Le rapport d’expertise a été enregistré le 4 mai 2024.
Par trois mémoires après expertise enregistrés les 11 juin, 5 juillet et 13 novembre 2024, le centre hospitalier de Périgueux, représenté par Me Tamburini-Bonnefoy, conclut à titre principal au rejet de la requête et des demandes de la caisse primaire d’assurance maladie (CPAM) et à ce que M. H I, Mme A I, M. G I et Mme B I lui versent une somme de 2 000 euros au titre de l’article L. 761-1 du code de justice administrative, et à titre subsidiaire, à ce que les préjudices dont il est demandé réparation soient réévalués en faisant application d’un taux de perte de chance de 5%, à ce que l’indemnisation soit limitée à la somme globale de 7 334,73 euros et à ce que la somme demandée par les requérants au titre de l’article L. 761-1 du code de justice administrative soit limitée à 1 000 euros.
Il fait valoir que :
— il ne conteste pas le manquement à la mission de secours du 3 décembre 2016 en déclenchant une ambulance de volume moyen dans un délai d’intervention de 45 minutes alors qu’il s’agissait d’une urgence vitale nécessitant l’envoi d’une ambulance de gros volume type ASSU dans un délai de 15 minutes ou, en tout cas, n’excédant pas 30 minutes ; mais relève que dans les faits, le transport de Mme D a été fait dans une ambulance de gros volume qui, si elle n’a pas été commandée par le SAMU, constituait le seul véhicule disponible de la société ADM 24 ;
— la perte de chance retenue par les experts n’est pas justifiée dans son principe et son chiffrage ; elle doit être limitée à 5% ;
— les préjudices doivent être évalués comme suit : 423,81 euros au titre des frais d’obsèques, 5 145 euros au titre de la perte de revenus de M. H I, 1 000 euros au titre du préjudice d’affection de M. I, 250 euros au titre du préjudice d’affectation de chacun des trois enfants ;
— le préjudice d’angoisse de mort imminente n’est pas établi, et à supposer qu’il le soit, il est en lien non pas avec la faute mais avec l’infarctus lui-même.

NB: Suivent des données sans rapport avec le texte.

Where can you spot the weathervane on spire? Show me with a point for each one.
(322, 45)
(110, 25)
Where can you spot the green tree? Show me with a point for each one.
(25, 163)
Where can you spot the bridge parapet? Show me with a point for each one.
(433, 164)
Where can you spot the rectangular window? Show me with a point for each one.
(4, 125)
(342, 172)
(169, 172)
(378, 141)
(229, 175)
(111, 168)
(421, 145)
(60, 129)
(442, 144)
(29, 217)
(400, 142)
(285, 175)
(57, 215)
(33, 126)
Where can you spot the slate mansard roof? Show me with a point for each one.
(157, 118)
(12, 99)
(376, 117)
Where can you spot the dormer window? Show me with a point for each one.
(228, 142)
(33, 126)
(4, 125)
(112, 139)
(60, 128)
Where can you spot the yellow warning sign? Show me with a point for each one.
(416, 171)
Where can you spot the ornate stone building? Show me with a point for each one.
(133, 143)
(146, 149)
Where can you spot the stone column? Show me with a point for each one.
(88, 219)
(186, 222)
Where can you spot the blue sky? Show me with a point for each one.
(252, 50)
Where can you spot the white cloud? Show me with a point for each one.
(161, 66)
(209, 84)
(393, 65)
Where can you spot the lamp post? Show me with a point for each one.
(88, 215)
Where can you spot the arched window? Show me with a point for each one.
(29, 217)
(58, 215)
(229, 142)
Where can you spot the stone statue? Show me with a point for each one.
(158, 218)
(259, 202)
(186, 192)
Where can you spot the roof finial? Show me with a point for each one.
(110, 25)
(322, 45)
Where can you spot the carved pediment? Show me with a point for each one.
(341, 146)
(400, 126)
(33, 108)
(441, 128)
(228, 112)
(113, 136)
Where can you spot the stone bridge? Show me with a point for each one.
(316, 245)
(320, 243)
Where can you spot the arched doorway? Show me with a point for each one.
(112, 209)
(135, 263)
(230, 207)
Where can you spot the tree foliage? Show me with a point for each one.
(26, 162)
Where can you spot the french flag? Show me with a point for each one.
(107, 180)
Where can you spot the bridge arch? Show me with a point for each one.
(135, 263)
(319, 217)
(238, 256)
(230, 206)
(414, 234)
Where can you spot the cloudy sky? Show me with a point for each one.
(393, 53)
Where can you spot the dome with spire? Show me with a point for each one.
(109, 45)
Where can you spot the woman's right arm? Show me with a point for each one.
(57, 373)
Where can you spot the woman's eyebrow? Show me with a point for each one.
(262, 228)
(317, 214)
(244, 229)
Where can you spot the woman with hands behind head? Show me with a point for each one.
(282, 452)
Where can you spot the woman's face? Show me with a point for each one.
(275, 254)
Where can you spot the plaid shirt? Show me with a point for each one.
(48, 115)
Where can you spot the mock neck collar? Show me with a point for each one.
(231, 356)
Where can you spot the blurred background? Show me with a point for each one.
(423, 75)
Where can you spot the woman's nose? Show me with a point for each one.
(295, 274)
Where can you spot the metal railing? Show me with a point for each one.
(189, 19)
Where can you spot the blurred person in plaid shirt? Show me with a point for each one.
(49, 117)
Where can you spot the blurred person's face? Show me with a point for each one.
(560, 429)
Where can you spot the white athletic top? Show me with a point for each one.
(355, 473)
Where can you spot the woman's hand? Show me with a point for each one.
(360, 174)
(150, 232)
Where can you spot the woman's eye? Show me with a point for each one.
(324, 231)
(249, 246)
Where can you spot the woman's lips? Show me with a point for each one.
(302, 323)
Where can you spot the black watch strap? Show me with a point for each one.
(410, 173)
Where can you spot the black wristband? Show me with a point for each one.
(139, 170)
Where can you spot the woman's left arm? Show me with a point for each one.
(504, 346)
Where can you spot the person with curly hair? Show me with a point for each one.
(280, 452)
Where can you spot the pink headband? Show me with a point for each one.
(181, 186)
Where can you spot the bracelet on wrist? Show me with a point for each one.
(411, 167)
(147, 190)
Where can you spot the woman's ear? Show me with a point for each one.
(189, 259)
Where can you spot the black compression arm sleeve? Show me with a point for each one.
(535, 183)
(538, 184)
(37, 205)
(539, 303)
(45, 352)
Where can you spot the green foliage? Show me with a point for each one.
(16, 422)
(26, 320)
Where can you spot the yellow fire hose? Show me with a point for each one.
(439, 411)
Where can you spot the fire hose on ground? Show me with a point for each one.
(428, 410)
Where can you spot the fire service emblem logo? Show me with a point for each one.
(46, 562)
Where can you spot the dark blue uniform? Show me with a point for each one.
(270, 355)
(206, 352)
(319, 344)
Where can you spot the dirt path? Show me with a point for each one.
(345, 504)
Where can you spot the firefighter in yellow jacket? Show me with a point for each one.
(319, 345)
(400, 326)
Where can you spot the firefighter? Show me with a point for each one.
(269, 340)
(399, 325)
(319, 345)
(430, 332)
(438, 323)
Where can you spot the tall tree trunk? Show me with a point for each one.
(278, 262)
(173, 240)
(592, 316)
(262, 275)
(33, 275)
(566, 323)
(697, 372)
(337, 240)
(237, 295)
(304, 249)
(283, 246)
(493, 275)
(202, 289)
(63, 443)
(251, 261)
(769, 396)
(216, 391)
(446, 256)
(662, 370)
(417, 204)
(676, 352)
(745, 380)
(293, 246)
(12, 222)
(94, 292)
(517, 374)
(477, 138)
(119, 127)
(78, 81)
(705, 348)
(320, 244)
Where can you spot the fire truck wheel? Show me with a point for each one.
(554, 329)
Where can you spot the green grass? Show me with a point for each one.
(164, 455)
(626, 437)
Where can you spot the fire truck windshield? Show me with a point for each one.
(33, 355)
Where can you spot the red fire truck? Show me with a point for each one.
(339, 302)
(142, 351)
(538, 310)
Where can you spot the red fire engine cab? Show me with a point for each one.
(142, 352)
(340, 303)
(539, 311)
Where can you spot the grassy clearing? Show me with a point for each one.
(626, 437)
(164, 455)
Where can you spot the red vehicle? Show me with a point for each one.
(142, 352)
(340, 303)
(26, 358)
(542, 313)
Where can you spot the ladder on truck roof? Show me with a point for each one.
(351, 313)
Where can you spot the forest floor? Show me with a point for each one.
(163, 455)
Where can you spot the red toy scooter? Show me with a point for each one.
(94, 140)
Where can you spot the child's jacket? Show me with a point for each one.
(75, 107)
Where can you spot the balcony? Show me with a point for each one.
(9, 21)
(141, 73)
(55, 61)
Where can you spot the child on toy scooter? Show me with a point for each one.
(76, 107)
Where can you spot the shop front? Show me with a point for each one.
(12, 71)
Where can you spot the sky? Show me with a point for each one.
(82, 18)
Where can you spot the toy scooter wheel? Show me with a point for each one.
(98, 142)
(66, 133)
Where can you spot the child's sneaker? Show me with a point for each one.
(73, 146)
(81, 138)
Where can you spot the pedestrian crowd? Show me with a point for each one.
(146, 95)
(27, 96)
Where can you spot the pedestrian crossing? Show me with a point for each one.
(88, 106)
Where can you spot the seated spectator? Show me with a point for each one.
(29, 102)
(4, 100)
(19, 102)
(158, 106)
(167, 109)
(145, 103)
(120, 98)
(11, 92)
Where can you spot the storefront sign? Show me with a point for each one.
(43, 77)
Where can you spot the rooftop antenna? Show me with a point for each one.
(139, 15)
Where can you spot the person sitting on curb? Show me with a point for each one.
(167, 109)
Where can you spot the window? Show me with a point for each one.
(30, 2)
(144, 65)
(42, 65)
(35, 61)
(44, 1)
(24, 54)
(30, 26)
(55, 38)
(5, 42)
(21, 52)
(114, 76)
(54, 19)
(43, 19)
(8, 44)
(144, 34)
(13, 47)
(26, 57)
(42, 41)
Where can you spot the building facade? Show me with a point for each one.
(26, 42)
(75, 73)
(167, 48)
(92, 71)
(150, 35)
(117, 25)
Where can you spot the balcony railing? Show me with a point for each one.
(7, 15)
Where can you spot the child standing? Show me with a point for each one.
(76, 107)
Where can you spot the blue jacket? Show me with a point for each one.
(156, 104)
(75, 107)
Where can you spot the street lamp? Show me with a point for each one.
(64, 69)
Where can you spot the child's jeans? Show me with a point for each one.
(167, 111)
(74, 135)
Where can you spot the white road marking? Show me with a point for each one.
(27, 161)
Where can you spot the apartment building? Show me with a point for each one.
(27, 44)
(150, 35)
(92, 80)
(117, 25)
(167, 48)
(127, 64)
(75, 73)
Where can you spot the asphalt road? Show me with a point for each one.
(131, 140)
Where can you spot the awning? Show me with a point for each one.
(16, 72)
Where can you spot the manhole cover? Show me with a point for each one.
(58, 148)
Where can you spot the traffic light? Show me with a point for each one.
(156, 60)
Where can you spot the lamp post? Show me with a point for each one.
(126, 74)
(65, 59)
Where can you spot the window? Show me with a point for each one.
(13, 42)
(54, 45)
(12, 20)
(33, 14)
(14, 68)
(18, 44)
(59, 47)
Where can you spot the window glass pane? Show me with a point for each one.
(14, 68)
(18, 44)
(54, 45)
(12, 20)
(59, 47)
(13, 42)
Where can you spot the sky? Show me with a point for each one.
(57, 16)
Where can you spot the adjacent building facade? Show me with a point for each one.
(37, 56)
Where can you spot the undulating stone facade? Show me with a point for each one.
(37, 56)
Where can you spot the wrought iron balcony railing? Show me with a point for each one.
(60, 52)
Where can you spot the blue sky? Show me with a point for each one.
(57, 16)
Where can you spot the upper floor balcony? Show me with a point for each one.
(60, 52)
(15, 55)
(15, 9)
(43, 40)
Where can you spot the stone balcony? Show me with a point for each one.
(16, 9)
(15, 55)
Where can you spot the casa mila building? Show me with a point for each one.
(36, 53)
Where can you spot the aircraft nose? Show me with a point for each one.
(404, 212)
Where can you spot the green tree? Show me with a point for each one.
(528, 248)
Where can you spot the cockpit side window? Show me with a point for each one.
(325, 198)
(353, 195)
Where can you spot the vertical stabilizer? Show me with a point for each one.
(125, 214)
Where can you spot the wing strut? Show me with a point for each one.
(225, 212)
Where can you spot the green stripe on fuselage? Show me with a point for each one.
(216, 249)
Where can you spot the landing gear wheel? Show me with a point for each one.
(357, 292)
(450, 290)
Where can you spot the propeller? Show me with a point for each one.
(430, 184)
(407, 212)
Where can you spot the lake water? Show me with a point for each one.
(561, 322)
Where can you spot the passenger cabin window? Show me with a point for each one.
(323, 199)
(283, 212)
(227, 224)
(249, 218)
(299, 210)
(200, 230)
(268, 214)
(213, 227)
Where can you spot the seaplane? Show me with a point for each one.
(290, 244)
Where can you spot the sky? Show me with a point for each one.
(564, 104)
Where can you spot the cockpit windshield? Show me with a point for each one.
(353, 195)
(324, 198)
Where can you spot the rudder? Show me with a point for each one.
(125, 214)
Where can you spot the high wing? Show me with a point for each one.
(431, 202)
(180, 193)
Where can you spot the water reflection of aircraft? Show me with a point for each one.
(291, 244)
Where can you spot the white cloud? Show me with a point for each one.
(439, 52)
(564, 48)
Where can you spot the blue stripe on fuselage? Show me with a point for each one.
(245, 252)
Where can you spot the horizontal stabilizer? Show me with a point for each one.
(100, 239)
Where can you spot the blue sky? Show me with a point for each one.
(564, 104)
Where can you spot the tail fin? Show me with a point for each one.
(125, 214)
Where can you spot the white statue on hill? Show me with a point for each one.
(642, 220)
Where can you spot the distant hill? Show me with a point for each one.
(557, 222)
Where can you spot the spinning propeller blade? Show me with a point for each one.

Par un mémoire après expertise, enregistré le 2 juillet 2024, et des pièces complémentaires, enregistrées les 9 octobre, 5 et 8 novembre 2024, les consorts I, représentés par Me Gajja-Benfeddoul, demandent au tribunal, dans le dernier état de leurs écritures :
1°) de condamner le centre hospitalier de Périgueux à leur verser, compte tenu de l’application d’un taux de perte de chance de 10 %, une somme de 2 000 euros au titre du préjudice d’angoisse de mort imminente subie par Mme D, 24 426,407 euros à M. H I, 1 500 euros pour Mme B I, 1 500 euros pour Mme A I et 1 500 euros pour M. G I en réparation de leurs propres préjudices ;
2°) de mettre à la charge du centre hospitalier de Périgueux une somme de 3 000 euros au titre de l’article L. 761-1 du code de justice administrative ainsi que les entiers dépens.
Ils soutiennent que :
— le rapport d’expertise retient une faute de l’établissement à l’origine d’une perte de chance de 10% d’éviter le décès de Mme D;
— Mme D a subi un préjudice d’angoisse de mort imminente évalué à 2 000 euros ;
— les préjudices propres de M. H I doivent être évalués comme suit : 1 202,76 euros au titre des frais d’obsèques ; 20 223,647 euros au titre du préjudice économique ; 3 000 euros au titre du préjudice d’affection ;
— les préjudices d’affection des trois enfants doivent être fixés à 1 500 euros chacun.
Vu :
— l’ordonnance du 21 mai 2024 par laquelle le président du tribunal a liquidé et taxé les frais et honoraires du Dr C à la somme de 1 500 euros ;
— l’ordonnance du 3 décembre 2024 par laquelle le président du tribunal a taxé et liquidé les frais et honoraires du Dr F à la somme de 1 500 euros ;
— les autres pièces du dossier.
Vu :
— le code de la santé publique ;
— l’arrêté du 18 décembre 2023 relatif aux montants minimal et maximal de l’indemnité forfaitaire de gestion prévue aux articles L. 376-1 et L. 454-1 du code de la sécurité sociale pour l’année 2024 ;
— le code de justice administrative.
Les parties ont été régulièrement averties du jour de l’audience.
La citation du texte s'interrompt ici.